Common Insect Pests in Canola

Insects on a canola plant.

Flea beetle on a leaf.

Flea Beetles

Adult flea beetles are a type of leaf-feeding beetle. They get their name from having enlarged hind legs and will “spring” or “jump” like a flea when disturbed. These insects are small, less than 2.5 millimeters and have an overall elliptical or oval-shaped body shape. Some species are entirely shiny black or can have yellow markings hence the name “Striped” flea beetle. Despite their size, these insects have been known to destroy entire crops when numbers are extreme.

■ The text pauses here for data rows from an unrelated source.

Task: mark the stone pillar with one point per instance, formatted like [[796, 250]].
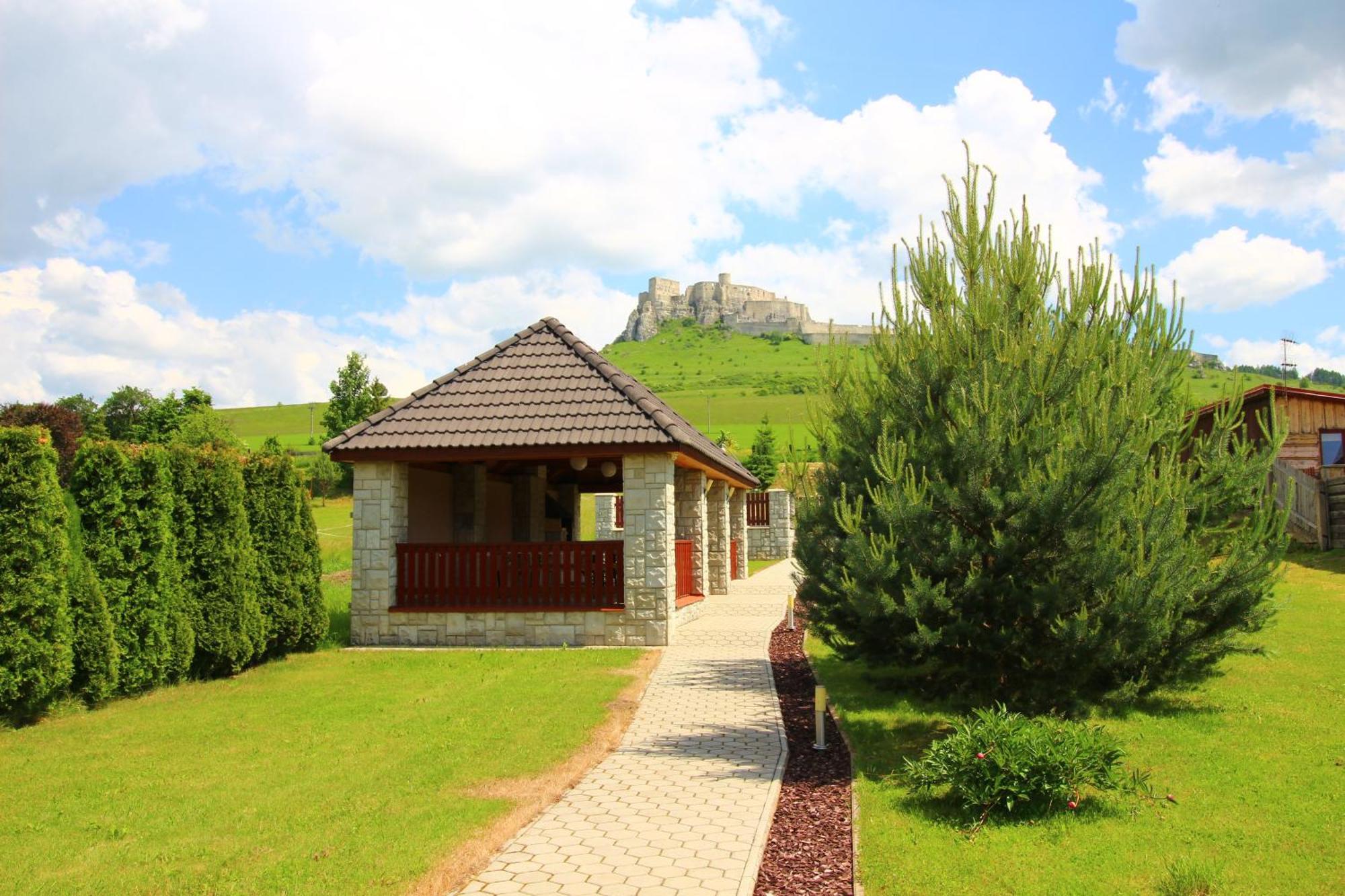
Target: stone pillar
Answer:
[[782, 524], [739, 528], [470, 502], [379, 524], [718, 538], [568, 495], [531, 505], [605, 518], [649, 564], [691, 521]]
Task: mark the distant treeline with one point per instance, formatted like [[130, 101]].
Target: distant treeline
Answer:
[[1321, 376]]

Wireworms can damage cereal grain crops, resulting in increased weed pressure and reduced stands, yields, and profits.
Wireworms are the immature larval stage of click beetles, and these beetles can spend several years in this larval stage feeding on germinating seeds and young seedlings, resulting in thin crop stands and lower yields. Crop damage is not detected until after planting when it is too late to make preventive pest management decisions. This situation makes wire worm scouting prior to planting essential.

Cabbage Seedpod Weevils

Cabbage Seedpod Weevils, if left unchecked, can reduce canola yields by 50%. Adult feeding on developing flower buds can cause them to abort, also known as “bud-blasting.” Larval feeding can destroy several, if not all, of the seeds within an individual pod. With the combination of damaged and developing seeds during pod-fill, pods will become misshapen or distorted and are subject to premature shattering. Therefore, scouting and being able to recognize adult CSPW’s is essential. Adults like many weevil species, have a prominent, curved snout with elbowed antennae. Two round black eyes at the base of the antennae make up the head. The entire body is covered with very fine white hairs. Hairs on the hard wing covers(elytra) form distinct lines. Overall color is ash-grey with the underside and legs a little lighter in color. They measure 3 to 4 mm.
Cabbage aphids.

Cabbage Aphids

Cabbage aphids are small green, gray with a white, waxy coating soft-bodied insect. They can be distinguished from other insects by having 2 cornicles which are appendages at the rear-end of the abdomen which resemble “exhaust pipes”. They have piercing-sucking mouthparts and prefer to feed on the newest plant growth and thus are generally found in dense colonies at the tops of plants.  Large colonies can stunt or kill small plants.
Diamondback moth.

Diamondback Moths

Diamond back moths typically do not reach levels of economic concern. However, there have been outbreaks recorded of this pest causing many millions of dollars in lost revenue. Adults lay eggs on leaves of canola, usually during the rosette stage. Larvae or caterpillars are usually greenish to sometimes yellowish in color. They have a rounded-brownish head capsule and overall are “cigar-shaped” in appearance at maturity. Larvae can reach lengths of nearly 0.5 inches. Feeding damage can occur at leaf margins but typically larvae like to feed on the underside of leaves where they consume the lower leaf epidermis thereby leaving the upper cuticle. This damage is known as “window-paning” as one can see through the damaged portion of the leaf.
Grasshpoper on a plant.


Nymph and adult grasshoppers can be a problem during seedling emergence. During years of high populations, grasshoppers migrate into emerging stands and can devour entire cotyledons. Damage is usually limited to the field margins, but total stand loss there can occur. An economic threshold of 7 to 12 grasshoppers per square meter is recommended for treatment.
Lygus bug.

Tarnished Plant Bug

Tarnished plant bug (TPB) adults are approximately 5 mm (1/5 inches) in length, mottled, yellowish-to-reddish-brown in color and have a small triangle shape on their back. Feeding on flowers can cause flower abortion. Feeding during pod stages results in scarring, malformation and dimpling or pitting of the pods. Sap may ooze from the feeding sites on the pods, which increases the risk of pod disease development. TPB can also drill directly into the seed thereby reducing seed quality. Yield losses of up to 20% have been observed.